Il Libanese trattiene il respiro. Ma non fa lo stesso con le mani.
Freddo se lo ritrova addosso due secondi dopo e gli piacerebbe poter dire che semplicemente gli è mancato il tempo di mandarlo affanculo, ma la verità è che quello potrà pure essergli mancato, ma più di ogni altra cosa gli è mancata la voglia di farlo. Schiude subito le labbra sulle sue, e il Libanese sembra perfino più stupito di lui. Si ritrae, ma non scosta la mano che gli ha appoggiato al viso. Lo guarda, il buio rende i suoi occhi più scuri di quanto non siano di solito, il suo viso è illuminato solo a tratti, sulla fronte si rincorrono le ombre nere dei ricci che gli cadono disordinatamente sul viso da ogni parte. Freddo sente il ventre contrarsi e poi rilassarsi, fa male ed è liberatorio. Solleva entrambe le mani, le appoggia ai lati del viso del Libanese, lo scruta, gli chiede qualcosa, non sa cosa, non sa nemmeno se gliela chieda a voce o con gli occhi e basta, comunque è sufficiente. Libano lo bacia ancora, arrabbiato, affamato, agitato, impaurito oltre ogni dire, e Freddo lo capisce perché per lui è la stessa cosa.

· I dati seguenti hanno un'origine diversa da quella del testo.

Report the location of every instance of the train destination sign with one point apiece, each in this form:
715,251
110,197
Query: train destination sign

Si lascia andare sull’erba e sente macchie d’umido cominciare ad allargarsi ovunque, sulla sua camicia, sui suoi jeans, rendendogli pesanti il corpo, i capelli, perfino i movimenti. Libano si puntella per terra e gli sale addosso, lo guarda come non riuscisse a capacitarsi di cosa sta vedendo, e Freddo schiude le gambe e lo accoglie fra le cosce senza dire una parola. Libano gli scivola addosso e contro e sopra e sotto, si muove svelto, Freddo si aggrappa ai suoi vestiti e si morde un labbro per non gemere mentre i loro bacini si strofinano l’uno contro l’altro, duri di desiderio indefinito e vago ma forte e sconvolgente.

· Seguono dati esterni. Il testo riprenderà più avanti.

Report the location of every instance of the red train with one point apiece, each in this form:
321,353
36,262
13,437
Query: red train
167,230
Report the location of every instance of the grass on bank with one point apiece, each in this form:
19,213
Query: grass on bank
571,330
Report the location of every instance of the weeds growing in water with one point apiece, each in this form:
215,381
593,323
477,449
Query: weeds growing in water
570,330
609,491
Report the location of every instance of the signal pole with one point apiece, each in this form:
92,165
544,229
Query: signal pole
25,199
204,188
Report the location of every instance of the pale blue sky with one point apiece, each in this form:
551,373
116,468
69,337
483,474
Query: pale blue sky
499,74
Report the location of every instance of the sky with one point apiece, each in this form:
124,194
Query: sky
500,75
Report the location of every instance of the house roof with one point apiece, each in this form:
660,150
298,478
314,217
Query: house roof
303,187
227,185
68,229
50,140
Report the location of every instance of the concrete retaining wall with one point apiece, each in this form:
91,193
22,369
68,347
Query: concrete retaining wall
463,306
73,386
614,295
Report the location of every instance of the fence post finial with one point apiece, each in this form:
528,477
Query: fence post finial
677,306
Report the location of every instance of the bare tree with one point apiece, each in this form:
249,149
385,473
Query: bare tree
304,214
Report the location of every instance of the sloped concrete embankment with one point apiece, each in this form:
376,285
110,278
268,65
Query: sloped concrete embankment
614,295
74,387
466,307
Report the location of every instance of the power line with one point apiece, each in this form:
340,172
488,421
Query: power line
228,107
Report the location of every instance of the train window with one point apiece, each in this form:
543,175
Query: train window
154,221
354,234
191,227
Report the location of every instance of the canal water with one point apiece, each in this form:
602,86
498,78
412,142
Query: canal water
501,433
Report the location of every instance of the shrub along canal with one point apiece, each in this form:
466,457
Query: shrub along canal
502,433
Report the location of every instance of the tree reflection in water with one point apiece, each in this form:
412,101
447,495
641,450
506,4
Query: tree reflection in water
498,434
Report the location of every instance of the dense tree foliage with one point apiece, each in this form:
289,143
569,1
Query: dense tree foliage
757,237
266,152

Perde la testa quando Libano si solleva appena e si regge sulle ginocchia, afferrandolo per i fianchi. Gli lancia un’occhiata allarmata, Libano risponde con un’occhiata uguale, e allora Freddo chiude gli occhi, perché non può aspettarsi una risposta adesso, una risposta o una soluzione o qualsiasi altra cosa possa servirgli per rendere questo momento meno assurdo. Se lo tira contro, affonda il viso nell’incavo del suo collo e gli va incontro, e il Libanese se lo scopa così, da vestito, senza neanche entrargli dentro. Gli scivola addosso attraverso gli abiti, si fa sentire nonostante tutto così in profondità da dargli il capogiro. Gli morde il collo, inspira con forza l’odore della sua pelle, e Freddo gli incrocia le gambe dietro la schiena muovendosi svelto contro di lui perché vuole sentirlo venire, e non vuole più lasciarlo andare.

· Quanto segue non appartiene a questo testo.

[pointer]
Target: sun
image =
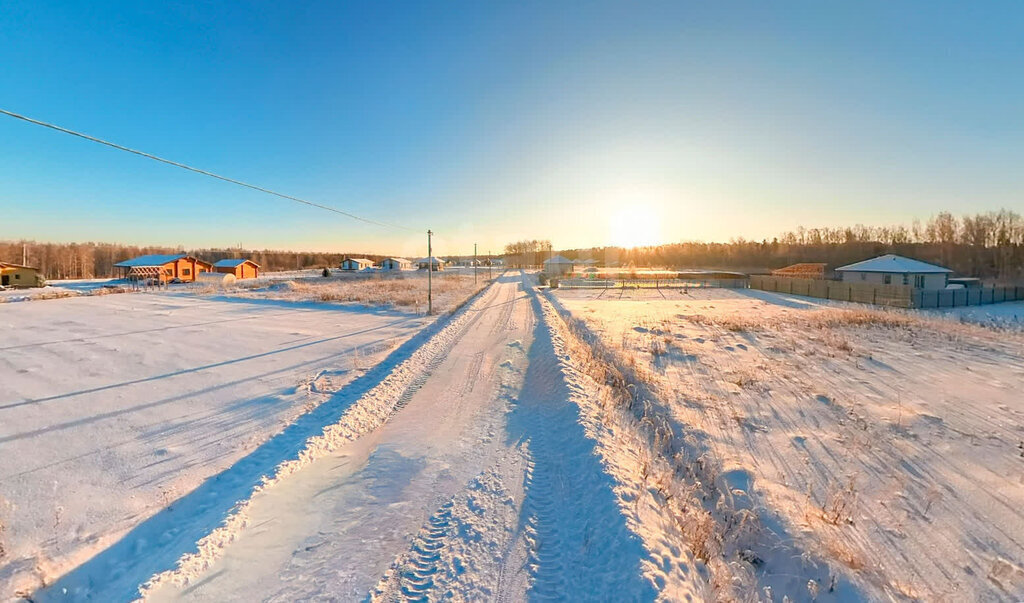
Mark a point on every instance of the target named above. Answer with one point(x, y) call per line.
point(636, 225)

Scosso dai brividi dell’orgasmo, pochi secondi dopo il Libanese si accascia su di lui, ansante, i ricci umidi appiccicati alla pelle madida di sudore e di brina. Il vento della notte ha cominciato a spazzare le colline, l’erba canta tutta attorno a loro, e loro non la sentono, persi nel suono concitato dei loro respiri. Freddo continua a tenerlo stretto, le gambe attorno ai fianchi, le braccia attorno al collo. Si sente in imbarazzo, dopo un po’, ma le mani del Libanese stanno ancora chiuse come tenaglie attorno alla sua vita, perciò va bene provare ancora per qualche minuto se è possibile entrargli dentro e prendersi un posto lì, per restarci qualunque cosa accada.
Freddo lo sa che stare vicini non basta. Lo sa. Ma deve farselo bastare per forza.